1. Pengertian
Istilah
konteks digunakan dalam arti yang berbeda-beda. Dalam hermeneutika, istilah
konteks mengacu pada kalimat-kalimat yang menyertai suatu bagian Alkitab
sebelumnya dan sesudahnya (konteks dekat dan jauh). Dalam hermeneutika, konteks
juga dapat dipakai dengan arti kiasan (konteks historis) yang mengacu pada
situasi kondisi tertentu yang di dalamnya suatu kitab disusun.

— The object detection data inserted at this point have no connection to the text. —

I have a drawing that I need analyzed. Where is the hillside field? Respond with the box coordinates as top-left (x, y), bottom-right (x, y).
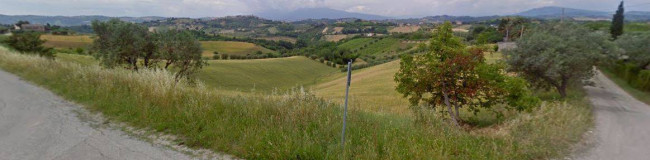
top-left (41, 34), bottom-right (276, 57)
top-left (41, 34), bottom-right (93, 49)
top-left (201, 41), bottom-right (276, 57)
top-left (197, 56), bottom-right (339, 91)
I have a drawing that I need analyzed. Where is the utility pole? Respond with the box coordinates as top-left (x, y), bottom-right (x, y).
top-left (560, 8), bottom-right (565, 22)
top-left (341, 60), bottom-right (352, 159)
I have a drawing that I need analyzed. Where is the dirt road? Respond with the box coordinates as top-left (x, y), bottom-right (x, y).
top-left (578, 72), bottom-right (650, 160)
top-left (0, 70), bottom-right (190, 160)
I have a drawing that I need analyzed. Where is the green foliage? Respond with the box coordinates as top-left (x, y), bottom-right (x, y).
top-left (610, 1), bottom-right (625, 39)
top-left (505, 22), bottom-right (616, 97)
top-left (92, 19), bottom-right (155, 70)
top-left (609, 62), bottom-right (650, 91)
top-left (616, 33), bottom-right (650, 69)
top-left (153, 30), bottom-right (207, 78)
top-left (92, 19), bottom-right (206, 78)
top-left (5, 32), bottom-right (54, 58)
top-left (497, 17), bottom-right (530, 42)
top-left (395, 22), bottom-right (539, 123)
top-left (0, 48), bottom-right (592, 159)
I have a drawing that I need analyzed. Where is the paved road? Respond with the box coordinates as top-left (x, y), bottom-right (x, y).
top-left (0, 70), bottom-right (190, 160)
top-left (579, 72), bottom-right (650, 160)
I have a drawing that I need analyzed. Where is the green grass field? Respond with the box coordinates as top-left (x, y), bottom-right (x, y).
top-left (41, 34), bottom-right (276, 57)
top-left (585, 21), bottom-right (650, 33)
top-left (197, 56), bottom-right (339, 91)
top-left (601, 69), bottom-right (650, 105)
top-left (0, 48), bottom-right (591, 159)
top-left (338, 38), bottom-right (375, 50)
top-left (201, 41), bottom-right (276, 57)
top-left (41, 34), bottom-right (93, 49)
top-left (50, 53), bottom-right (340, 92)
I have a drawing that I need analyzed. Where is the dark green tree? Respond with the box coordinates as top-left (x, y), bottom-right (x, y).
top-left (395, 22), bottom-right (539, 125)
top-left (92, 19), bottom-right (155, 70)
top-left (505, 22), bottom-right (618, 98)
top-left (155, 30), bottom-right (207, 79)
top-left (610, 1), bottom-right (625, 39)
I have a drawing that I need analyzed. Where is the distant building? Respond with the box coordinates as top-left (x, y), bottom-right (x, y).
top-left (20, 24), bottom-right (45, 32)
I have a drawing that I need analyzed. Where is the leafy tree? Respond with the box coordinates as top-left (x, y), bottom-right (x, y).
top-left (476, 28), bottom-right (503, 44)
top-left (155, 30), bottom-right (207, 79)
top-left (498, 17), bottom-right (528, 42)
top-left (616, 33), bottom-right (650, 69)
top-left (92, 19), bottom-right (155, 70)
top-left (610, 1), bottom-right (625, 39)
top-left (395, 22), bottom-right (539, 125)
top-left (5, 32), bottom-right (54, 58)
top-left (505, 22), bottom-right (615, 97)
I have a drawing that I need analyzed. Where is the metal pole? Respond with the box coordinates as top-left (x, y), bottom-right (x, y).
top-left (341, 60), bottom-right (352, 159)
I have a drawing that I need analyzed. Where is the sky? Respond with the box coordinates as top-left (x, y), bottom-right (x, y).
top-left (0, 0), bottom-right (650, 18)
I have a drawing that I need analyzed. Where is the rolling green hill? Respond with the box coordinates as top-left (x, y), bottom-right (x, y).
top-left (201, 41), bottom-right (275, 57)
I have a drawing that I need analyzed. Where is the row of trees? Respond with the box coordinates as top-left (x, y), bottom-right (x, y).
top-left (92, 19), bottom-right (207, 79)
top-left (395, 22), bottom-right (539, 125)
top-left (395, 18), bottom-right (650, 123)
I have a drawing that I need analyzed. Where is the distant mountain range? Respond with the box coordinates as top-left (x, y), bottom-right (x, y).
top-left (0, 6), bottom-right (650, 26)
top-left (515, 6), bottom-right (650, 21)
top-left (255, 8), bottom-right (392, 21)
top-left (0, 14), bottom-right (166, 26)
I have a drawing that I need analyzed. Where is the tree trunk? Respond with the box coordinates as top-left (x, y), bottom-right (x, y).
top-left (454, 104), bottom-right (460, 120)
top-left (555, 78), bottom-right (569, 99)
top-left (442, 87), bottom-right (460, 126)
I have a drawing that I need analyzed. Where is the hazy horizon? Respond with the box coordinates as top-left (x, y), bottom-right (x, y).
top-left (0, 0), bottom-right (650, 18)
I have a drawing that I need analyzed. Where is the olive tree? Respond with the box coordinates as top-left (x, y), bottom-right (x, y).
top-left (155, 30), bottom-right (207, 79)
top-left (395, 22), bottom-right (539, 125)
top-left (92, 19), bottom-right (206, 79)
top-left (616, 33), bottom-right (650, 69)
top-left (92, 19), bottom-right (155, 70)
top-left (505, 22), bottom-right (616, 98)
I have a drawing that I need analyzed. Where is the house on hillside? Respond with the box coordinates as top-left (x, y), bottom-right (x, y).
top-left (20, 24), bottom-right (45, 32)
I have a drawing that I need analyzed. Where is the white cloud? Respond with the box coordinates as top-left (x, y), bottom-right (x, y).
top-left (0, 0), bottom-right (650, 17)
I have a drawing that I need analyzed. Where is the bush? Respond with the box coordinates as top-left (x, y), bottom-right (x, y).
top-left (634, 70), bottom-right (650, 91)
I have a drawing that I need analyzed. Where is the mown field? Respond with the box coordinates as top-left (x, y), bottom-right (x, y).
top-left (0, 48), bottom-right (591, 159)
top-left (197, 56), bottom-right (339, 91)
top-left (52, 53), bottom-right (340, 93)
top-left (201, 41), bottom-right (276, 57)
top-left (41, 34), bottom-right (276, 57)
top-left (41, 34), bottom-right (93, 49)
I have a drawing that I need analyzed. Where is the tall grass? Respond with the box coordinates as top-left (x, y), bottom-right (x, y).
top-left (0, 48), bottom-right (591, 159)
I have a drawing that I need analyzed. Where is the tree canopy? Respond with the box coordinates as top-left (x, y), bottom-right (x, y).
top-left (395, 22), bottom-right (538, 124)
top-left (505, 22), bottom-right (616, 97)
top-left (610, 1), bottom-right (625, 39)
top-left (616, 33), bottom-right (650, 69)
top-left (92, 19), bottom-right (206, 78)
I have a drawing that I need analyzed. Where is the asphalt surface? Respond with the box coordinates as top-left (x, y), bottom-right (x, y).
top-left (0, 70), bottom-right (191, 160)
top-left (577, 72), bottom-right (650, 160)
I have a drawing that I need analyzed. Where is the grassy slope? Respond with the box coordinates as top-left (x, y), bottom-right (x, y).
top-left (41, 34), bottom-right (275, 57)
top-left (338, 38), bottom-right (374, 50)
top-left (601, 69), bottom-right (650, 104)
top-left (41, 34), bottom-right (93, 49)
top-left (313, 61), bottom-right (410, 114)
top-left (0, 48), bottom-right (591, 159)
top-left (49, 53), bottom-right (339, 92)
top-left (201, 41), bottom-right (275, 57)
top-left (197, 56), bottom-right (338, 91)
top-left (313, 53), bottom-right (502, 114)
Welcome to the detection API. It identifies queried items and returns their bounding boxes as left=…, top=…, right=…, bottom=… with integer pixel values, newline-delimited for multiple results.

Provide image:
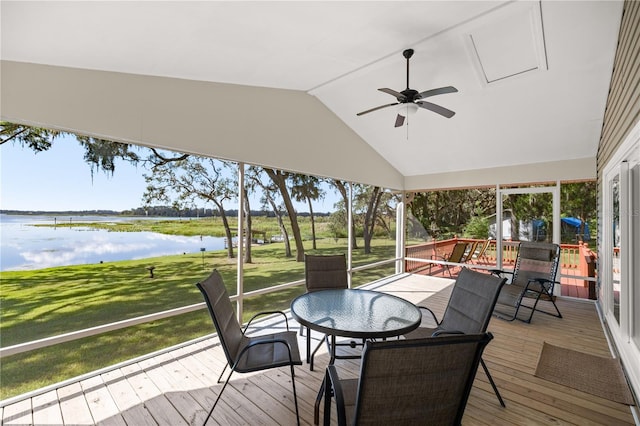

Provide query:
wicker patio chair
left=492, top=242, right=562, bottom=323
left=300, top=254, right=355, bottom=370
left=324, top=333, right=493, bottom=425
left=196, top=270, right=302, bottom=425
left=405, top=268, right=506, bottom=407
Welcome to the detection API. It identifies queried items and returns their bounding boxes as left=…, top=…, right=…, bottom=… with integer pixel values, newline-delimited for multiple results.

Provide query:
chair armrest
left=527, top=277, right=559, bottom=292
left=489, top=269, right=513, bottom=276
left=231, top=336, right=294, bottom=370
left=431, top=330, right=464, bottom=337
left=418, top=306, right=440, bottom=325
left=324, top=365, right=347, bottom=425
left=242, top=311, right=289, bottom=334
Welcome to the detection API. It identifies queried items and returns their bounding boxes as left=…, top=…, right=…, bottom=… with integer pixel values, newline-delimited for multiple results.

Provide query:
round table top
left=291, top=289, right=422, bottom=338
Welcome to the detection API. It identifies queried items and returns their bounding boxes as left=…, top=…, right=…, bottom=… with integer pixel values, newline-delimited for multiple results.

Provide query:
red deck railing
left=405, top=238, right=596, bottom=300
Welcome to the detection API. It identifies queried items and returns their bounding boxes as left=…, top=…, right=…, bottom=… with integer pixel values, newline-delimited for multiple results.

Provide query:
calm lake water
left=0, top=214, right=225, bottom=271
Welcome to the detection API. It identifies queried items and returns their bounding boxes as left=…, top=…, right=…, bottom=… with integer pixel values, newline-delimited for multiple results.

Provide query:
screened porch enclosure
left=1, top=274, right=634, bottom=425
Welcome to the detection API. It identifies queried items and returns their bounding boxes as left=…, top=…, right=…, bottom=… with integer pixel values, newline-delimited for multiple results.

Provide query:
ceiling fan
left=357, top=49, right=458, bottom=127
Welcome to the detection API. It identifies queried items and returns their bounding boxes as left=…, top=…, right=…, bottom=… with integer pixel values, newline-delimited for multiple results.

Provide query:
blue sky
left=0, top=136, right=336, bottom=212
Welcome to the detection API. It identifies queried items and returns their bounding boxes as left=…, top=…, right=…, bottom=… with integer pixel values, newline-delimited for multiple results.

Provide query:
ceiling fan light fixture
left=397, top=102, right=420, bottom=117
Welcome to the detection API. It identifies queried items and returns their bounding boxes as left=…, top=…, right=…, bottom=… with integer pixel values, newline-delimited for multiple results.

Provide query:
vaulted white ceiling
left=0, top=1, right=622, bottom=189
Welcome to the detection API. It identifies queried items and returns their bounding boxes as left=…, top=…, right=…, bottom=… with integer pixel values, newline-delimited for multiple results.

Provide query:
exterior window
left=611, top=175, right=621, bottom=324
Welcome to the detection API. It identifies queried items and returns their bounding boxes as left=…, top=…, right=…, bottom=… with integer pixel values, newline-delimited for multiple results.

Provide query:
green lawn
left=0, top=230, right=395, bottom=399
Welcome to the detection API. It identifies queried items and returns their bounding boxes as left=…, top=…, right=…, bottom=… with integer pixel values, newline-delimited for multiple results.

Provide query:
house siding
left=597, top=1, right=640, bottom=168
left=596, top=0, right=640, bottom=296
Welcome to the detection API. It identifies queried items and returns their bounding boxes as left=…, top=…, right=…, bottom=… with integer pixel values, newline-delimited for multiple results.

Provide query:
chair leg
left=202, top=365, right=234, bottom=426
left=289, top=364, right=300, bottom=426
left=307, top=327, right=313, bottom=362
left=480, top=358, right=507, bottom=408
left=217, top=364, right=229, bottom=383
left=307, top=336, right=327, bottom=371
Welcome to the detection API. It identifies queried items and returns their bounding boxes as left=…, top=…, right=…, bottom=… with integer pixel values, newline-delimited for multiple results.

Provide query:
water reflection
left=0, top=215, right=224, bottom=271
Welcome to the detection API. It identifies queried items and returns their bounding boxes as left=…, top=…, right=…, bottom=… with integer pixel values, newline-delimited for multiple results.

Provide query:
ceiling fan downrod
left=402, top=49, right=413, bottom=90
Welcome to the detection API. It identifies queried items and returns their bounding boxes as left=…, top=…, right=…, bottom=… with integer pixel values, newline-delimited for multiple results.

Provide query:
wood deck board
left=0, top=275, right=634, bottom=426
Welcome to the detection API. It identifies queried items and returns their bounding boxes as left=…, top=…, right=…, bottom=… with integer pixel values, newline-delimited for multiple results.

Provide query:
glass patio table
left=291, top=289, right=422, bottom=424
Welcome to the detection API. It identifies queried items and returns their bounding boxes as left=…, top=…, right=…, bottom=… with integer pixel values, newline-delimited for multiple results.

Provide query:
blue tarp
left=560, top=217, right=591, bottom=241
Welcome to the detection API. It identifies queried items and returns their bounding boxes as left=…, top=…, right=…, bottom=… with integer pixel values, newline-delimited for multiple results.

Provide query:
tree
left=246, top=166, right=292, bottom=257
left=291, top=174, right=324, bottom=250
left=143, top=156, right=240, bottom=258
left=409, top=189, right=495, bottom=239
left=328, top=179, right=358, bottom=250
left=264, top=168, right=304, bottom=262
left=362, top=186, right=382, bottom=254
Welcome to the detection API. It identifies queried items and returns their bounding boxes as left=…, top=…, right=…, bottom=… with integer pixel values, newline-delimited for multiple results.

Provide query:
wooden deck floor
left=0, top=275, right=634, bottom=426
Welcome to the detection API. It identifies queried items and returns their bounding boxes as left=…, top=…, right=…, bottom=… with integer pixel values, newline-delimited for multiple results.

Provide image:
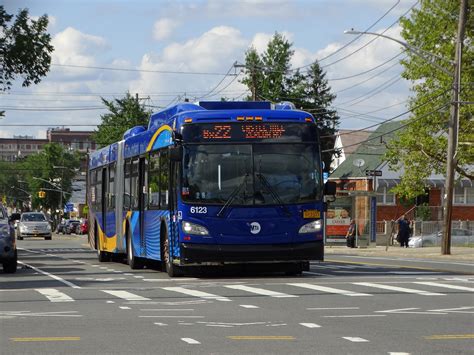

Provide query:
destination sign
left=183, top=123, right=317, bottom=143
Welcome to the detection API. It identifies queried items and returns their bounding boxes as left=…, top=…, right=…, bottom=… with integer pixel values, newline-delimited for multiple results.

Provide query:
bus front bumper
left=180, top=241, right=324, bottom=264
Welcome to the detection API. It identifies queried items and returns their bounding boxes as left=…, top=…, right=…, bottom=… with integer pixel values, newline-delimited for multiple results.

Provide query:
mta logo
left=250, top=222, right=262, bottom=234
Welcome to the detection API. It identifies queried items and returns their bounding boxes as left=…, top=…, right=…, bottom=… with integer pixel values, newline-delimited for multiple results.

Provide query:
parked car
left=408, top=228, right=474, bottom=248
left=16, top=212, right=52, bottom=240
left=0, top=204, right=18, bottom=273
left=64, top=219, right=81, bottom=234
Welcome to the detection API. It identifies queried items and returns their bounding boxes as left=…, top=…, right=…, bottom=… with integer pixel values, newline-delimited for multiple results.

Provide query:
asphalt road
left=0, top=236, right=474, bottom=354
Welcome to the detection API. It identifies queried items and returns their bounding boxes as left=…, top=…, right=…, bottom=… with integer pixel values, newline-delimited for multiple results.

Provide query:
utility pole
left=441, top=0, right=468, bottom=255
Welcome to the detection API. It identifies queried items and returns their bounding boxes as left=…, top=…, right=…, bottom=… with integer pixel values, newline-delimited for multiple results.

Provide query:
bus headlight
left=298, top=219, right=321, bottom=234
left=182, top=221, right=209, bottom=235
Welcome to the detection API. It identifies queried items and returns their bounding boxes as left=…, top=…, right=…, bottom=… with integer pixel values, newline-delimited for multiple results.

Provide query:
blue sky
left=0, top=0, right=416, bottom=138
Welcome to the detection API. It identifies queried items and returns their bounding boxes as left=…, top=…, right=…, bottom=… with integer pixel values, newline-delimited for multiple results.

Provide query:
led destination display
left=183, top=123, right=317, bottom=143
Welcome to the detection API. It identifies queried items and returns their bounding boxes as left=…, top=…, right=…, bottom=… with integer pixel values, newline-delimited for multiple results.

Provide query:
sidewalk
left=324, top=245, right=474, bottom=266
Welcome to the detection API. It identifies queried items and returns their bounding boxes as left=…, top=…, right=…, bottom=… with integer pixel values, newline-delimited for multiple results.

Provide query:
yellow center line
left=10, top=337, right=81, bottom=342
left=423, top=334, right=474, bottom=340
left=227, top=335, right=295, bottom=340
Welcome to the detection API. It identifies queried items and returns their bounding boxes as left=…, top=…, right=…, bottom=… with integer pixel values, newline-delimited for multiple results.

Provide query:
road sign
left=365, top=170, right=382, bottom=176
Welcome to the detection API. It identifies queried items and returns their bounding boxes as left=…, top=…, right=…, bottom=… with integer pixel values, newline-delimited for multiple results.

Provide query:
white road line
left=300, top=323, right=321, bottom=328
left=162, top=287, right=230, bottom=302
left=414, top=281, right=474, bottom=292
left=36, top=288, right=74, bottom=302
left=306, top=307, right=359, bottom=311
left=18, top=261, right=81, bottom=288
left=287, top=283, right=372, bottom=296
left=342, top=337, right=369, bottom=343
left=224, top=285, right=298, bottom=298
left=101, top=290, right=150, bottom=301
left=353, top=282, right=446, bottom=296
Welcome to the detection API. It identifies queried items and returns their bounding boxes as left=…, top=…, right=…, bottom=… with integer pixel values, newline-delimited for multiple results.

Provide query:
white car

Konteks dalam
arti umum mengacu pada seluruh situasi kondisi dunia yang dihadapi manusia
(seluruh segi kehidupan di sekitar dan di dalam diri kita). Arti inilah yang
merupakan latar belakang istilah kontekstualisasi.
Dalam
ilmu teologi, kontekstualisasi berarti kegiatan atau proses penggabungan amanat
Alkitab dengan situasi kondisi kita. Dalam kontekstualisasi, diperlukan adanya
kesadaran mengenai kekayaan tradisi budaya dan menekankan pengaruh modernisasi
serta hubungan-hubungan antar budaya dalam kerangka perjuangan demi mewujudkan
keadilan dan damai sejahtera. Kata kontekstualisasi berasal dari kata dasar
konteks, yang artinya kondisi di mana suatu keadaan terjadi.Dari sudut bahasa,
konteks adalah gagasan yang digunakan dalam ilmu bahasa (linguistik,
sosiolinguistik, linguistik fungsional sistemik, analisi wacana, pragmatik,
semiotika) dalam dua cara yang berbeda, yakni lisan konteks dan konteks sosial.
Kontekstualisasi dapat merujuk pada tiga hal, yakni kontekstualisasi (Alkitab
terjemahan) atau proses penyampaian pesan Alkitab (Amanat Agung); kedua,
kontekstualisasi (sosiallinguistik), penggunaan bahasa dan wacana sebagai aspek
yang relevan dari situasi interaksional atau komunikatif; contextualism,
koleksi pandangan dalam filsafat yang menyatakan bahwa tindakan hanya dapat
dipahami dalam konteks. Kontekstualisasi berarti mengkomunikasikan injil dalam
hal tepat untuk dimengerti oleh jemaat. Dalam bidang penerjemahan Alkitab dan
interpretasi, kontekstualisasi adalah proses untuk menempatkan makna sebagai
alat menafsirkan lingkungan di mana teks atau tindakan dijalankan.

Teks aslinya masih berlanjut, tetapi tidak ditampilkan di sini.